Visiting Artists: Rennie Jones / Sheetal Prajapati / Noam Keim

  • The second session focuses on how knowledge is inherited, passed down, and shared, how it’s informed by our collective and individual experiences and the capacity these elements have in helping us shape our futures.

    Week One: Rennie Jones / Creating our Collective Future: Artmaking in the Era of Climate Change / July 1-5

    This session asks: what can art do in the face of climate change? Does artmaking need to be action-oriented?

    Through group discussions, individual sketch sessions, technical hand-building workshops, group field trips, and collective art practices, we will explore the relationship between artmaking and the environment. The session will draw on the themes of Climate Futurism to allow participants to analyze possibilities for collective action and consider their role as artists in imagining a sustainable future.

    Week Two: Sheetal Prajapati / The Meaning in Making / July 8-12

    This week’s practices will focus on how making is a critical part of building and sustaining narratives within families, communities, and ourselves. Participants will approach ritual practices as a form of storytelling, questioning how our past informs our present and what it means to take and offer.

    Thinking of the hand as both a tool and an extension of our own ancestry, this session will explore writing, cooking, craft, and ritual as practices that link the past and present within the participants as makers and as a community of learners together.

    Week Three: Noam Keim / Reclaiming the Archive / July 15-19

    During this week, Noam will guide participants to use what they learned in the previous workshops and integrate it by developing a methodology that melds past and future. By taking Land as the starting point to build personal histories, participants will practice together how to trust their bodies and faded memories and see the gaps as opportunities rather than erasures. Through walks, writing practices, shared readings, and conversations, the group will explore what the unknown can teach us about ourselves.
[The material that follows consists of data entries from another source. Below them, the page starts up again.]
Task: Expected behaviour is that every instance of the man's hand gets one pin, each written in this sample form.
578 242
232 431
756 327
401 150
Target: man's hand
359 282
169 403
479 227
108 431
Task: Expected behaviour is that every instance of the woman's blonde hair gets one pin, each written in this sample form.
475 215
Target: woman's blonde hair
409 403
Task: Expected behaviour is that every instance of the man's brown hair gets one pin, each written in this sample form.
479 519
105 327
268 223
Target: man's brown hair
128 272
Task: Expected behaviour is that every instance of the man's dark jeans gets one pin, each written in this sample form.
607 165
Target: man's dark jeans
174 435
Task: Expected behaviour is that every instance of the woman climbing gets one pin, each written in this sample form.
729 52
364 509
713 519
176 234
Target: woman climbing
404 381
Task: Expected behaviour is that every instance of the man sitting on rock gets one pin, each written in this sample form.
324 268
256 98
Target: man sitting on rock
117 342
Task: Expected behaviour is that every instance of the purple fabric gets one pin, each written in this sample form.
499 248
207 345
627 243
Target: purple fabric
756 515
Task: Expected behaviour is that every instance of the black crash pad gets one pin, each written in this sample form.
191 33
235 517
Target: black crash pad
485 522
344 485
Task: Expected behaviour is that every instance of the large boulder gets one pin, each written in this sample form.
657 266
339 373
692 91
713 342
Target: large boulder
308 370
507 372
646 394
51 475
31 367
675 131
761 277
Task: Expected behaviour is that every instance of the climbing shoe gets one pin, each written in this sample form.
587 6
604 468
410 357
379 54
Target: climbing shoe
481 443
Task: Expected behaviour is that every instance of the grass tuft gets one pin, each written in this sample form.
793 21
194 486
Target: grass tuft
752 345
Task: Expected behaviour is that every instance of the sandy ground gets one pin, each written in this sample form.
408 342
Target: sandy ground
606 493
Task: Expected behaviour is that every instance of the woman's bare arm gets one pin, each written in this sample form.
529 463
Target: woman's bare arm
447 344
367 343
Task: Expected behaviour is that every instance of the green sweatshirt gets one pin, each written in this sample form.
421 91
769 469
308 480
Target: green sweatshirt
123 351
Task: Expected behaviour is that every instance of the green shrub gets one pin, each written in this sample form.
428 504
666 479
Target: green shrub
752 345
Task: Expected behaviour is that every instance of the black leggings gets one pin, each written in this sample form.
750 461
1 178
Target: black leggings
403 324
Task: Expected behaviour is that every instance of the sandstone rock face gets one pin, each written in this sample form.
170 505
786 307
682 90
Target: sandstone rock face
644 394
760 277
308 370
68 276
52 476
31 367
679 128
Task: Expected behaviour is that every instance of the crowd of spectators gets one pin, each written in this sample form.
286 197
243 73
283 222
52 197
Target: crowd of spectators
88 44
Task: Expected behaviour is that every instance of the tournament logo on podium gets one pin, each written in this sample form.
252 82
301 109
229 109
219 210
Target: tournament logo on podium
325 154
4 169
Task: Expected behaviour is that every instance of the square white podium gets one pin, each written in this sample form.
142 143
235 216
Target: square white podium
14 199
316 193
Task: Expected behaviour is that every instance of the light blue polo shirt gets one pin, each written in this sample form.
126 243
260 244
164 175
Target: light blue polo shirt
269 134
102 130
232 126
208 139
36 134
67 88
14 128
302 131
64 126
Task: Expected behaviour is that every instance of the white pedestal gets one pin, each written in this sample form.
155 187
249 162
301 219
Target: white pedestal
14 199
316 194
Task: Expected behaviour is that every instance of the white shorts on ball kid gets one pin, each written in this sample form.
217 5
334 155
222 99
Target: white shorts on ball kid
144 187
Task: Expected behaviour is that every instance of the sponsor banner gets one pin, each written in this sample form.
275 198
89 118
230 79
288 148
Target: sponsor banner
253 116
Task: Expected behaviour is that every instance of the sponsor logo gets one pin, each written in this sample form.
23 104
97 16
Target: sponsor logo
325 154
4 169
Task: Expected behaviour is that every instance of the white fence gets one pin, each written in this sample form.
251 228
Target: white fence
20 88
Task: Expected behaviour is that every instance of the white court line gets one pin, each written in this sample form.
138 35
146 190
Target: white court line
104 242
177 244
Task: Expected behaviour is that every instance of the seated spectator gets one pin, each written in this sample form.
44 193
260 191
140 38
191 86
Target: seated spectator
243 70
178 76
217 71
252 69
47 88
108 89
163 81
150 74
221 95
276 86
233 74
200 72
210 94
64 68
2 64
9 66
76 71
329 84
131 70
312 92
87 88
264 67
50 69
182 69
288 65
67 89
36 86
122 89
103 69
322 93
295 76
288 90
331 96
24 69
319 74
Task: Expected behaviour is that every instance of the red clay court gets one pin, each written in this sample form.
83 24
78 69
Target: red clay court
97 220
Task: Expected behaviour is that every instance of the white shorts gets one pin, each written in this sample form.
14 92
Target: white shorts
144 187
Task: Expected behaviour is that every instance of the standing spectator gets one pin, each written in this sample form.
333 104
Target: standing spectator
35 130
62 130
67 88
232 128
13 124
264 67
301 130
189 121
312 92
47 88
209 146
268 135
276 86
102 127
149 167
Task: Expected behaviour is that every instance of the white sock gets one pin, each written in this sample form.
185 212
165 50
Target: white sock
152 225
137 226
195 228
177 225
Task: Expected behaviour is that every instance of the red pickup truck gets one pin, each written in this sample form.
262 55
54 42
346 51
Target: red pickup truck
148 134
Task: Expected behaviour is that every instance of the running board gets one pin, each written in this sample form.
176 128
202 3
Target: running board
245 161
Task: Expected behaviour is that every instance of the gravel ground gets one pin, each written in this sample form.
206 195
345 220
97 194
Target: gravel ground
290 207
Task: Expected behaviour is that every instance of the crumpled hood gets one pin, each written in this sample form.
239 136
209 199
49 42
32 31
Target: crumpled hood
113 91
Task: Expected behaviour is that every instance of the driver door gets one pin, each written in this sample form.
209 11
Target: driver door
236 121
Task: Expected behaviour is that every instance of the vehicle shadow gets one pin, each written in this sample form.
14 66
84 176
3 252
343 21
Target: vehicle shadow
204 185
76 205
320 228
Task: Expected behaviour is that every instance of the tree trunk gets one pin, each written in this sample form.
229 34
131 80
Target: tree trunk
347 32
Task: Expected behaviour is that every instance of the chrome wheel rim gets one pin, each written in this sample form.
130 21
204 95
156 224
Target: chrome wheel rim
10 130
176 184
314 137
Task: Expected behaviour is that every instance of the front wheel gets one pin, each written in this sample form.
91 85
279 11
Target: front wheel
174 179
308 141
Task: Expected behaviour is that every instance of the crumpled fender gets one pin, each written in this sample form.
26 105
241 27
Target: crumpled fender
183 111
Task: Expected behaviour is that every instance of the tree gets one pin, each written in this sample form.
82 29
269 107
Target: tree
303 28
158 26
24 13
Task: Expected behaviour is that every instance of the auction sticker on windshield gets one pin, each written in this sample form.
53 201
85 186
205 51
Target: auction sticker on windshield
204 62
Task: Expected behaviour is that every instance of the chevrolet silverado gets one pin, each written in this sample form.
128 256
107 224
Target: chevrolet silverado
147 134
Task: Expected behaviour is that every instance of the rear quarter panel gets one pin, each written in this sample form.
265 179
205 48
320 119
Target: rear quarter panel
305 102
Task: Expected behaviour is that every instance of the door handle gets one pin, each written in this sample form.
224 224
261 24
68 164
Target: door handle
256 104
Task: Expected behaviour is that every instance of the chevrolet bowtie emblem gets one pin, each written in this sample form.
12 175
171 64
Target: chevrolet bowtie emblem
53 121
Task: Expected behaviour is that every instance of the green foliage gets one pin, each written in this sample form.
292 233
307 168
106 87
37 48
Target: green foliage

  • Sheetal Prajapati (she/ her) is an educator, artist and advisor working across the field of art and public engagement. Born in Buffalo, New York, Sheetal is a first-generation Indian American. She is currently an advisor and consultant through her agency Lohar Projects working with artists, art workers and cultural organizations. She served as the transitional Executive Director of Common Field from 2021-2022; the first Director of Public Engagement at Pioneer Works in Red Hook, Brooklyn from 2017-2018 and as the Assistant Director of Learning and Artists Initiatives in the education department of The Museum of Modern Art from 2014-2016. From 2007 to 2010, she served as Director of Educational Programs at the Mary and Leigh Block Museum of Art at Northwestern University and, prior to that, at the Museum of Contemporary Art Chicago (2004-2007) where she redeveloped the family and youth programs division.

    Rennie Jones (they/ them) is a non-binary artist and architect currently based in New York. Their architectural work is focused on urban-scale interventions in climate adaptation and resilience. In their sculptural ceramics practice, they center queer subjectivities to explore the tension between self-identification and the external appearance of the body. Their work challenges the assumed relationship between gender and anatomy and questions how societal standards influence perceived value.

    Noam Keim (they/ them) is a writer, medicine maker, and transformative justice practitioner living on Occupied Lenni-Lenape land currently known as Philadelphia. Noam is a trans-Jewish Arab whose life has been shaped by multiple layers of colonialism and migration. They currently run the Center for Carceral Communities where they weave webs of support and liberation with people impacted by the legal system. Their work is inspired by a deep belief that our collective liberation requires healing our relationship to the land. Noam self-publishes a zine called The Land is Holy in which they explore the threads of colonialism, longing, reverence to the natural world, and trauma healing. Their work has been represented in Dardishi, Al-Bustan Seeds of Culture, Food for Thought, and they are currently working on a collection of essays through Catapult’s Essay Generator program.